The city Department of Education has yanked a special-ed teacher from a Manhattan school after parents and students learned he had a history of inappropriate texting, flirting with teens, and posting a near-naked selfie — under a different name.
Gabriel Mitey, 28, came “highly recommended” to the 6-12 Professional Performing Arts School in Midtown while assuming the name “Gabriel Torres.”
The DOE ousted Mitey on Monday after The Post published a front-page story on the subterfuge.
“As of today, Oct. 31, Mr. Torres is no longer on the PPAS staff, and he will not return to PPAS, nor to any DOE school,” Principal Kevin Ryan said in a note to families, citing “a sizable amount of concern” about the teacher.
The news brought relief to parents.
“I feel more comfortable now that my daughter is in a school without that potential problem,” a dad said.
The DOE sent Mitey to PPAS last April when Ryan said he needed a special-ed teacher.
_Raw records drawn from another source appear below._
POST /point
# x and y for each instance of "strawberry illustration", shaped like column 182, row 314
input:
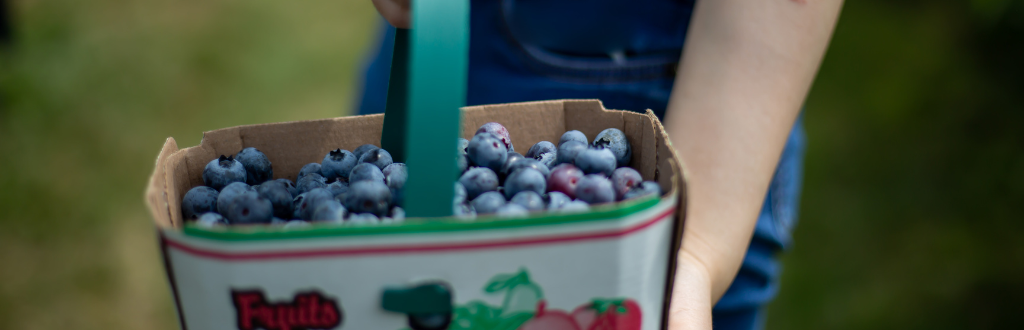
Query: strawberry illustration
column 608, row 315
column 550, row 320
He later told parents the DOE had deceived him, and that his hands were tied.
“I don’t think anything would have gotten done if it wasn’t for the press. We had to reach out to The New York Post,” the dad said.
Mitey, whose father is a DOE teacher and mother a Health Department employee, previously worked at the Lower Manhattan Arts Academy. He was the subject of five probes for alleged misconduct in 2020 and 2021, according to the Special Commissioner of Investigation for city schools.
The SCI, which referred two cases to the DOE, released no findings. The DOE did not answer any questions about Mitey — including whether it will seek to terminate him or keep him on the city payroll.
A LOMA staffer said Mitey should have been removed after students first confided their discomfort with the teacher. Students spoke to investigators, showing Mitey’s text messages and the bathroom selfie in which a towel barely covered his groin.
“After kids came forward with that photo he’d sent through Snapchat, I was shocked that he was ever let back into the classroom, let alone given a glowing recommendation and a new position,” the staffer said. “The DOE needs to do better.”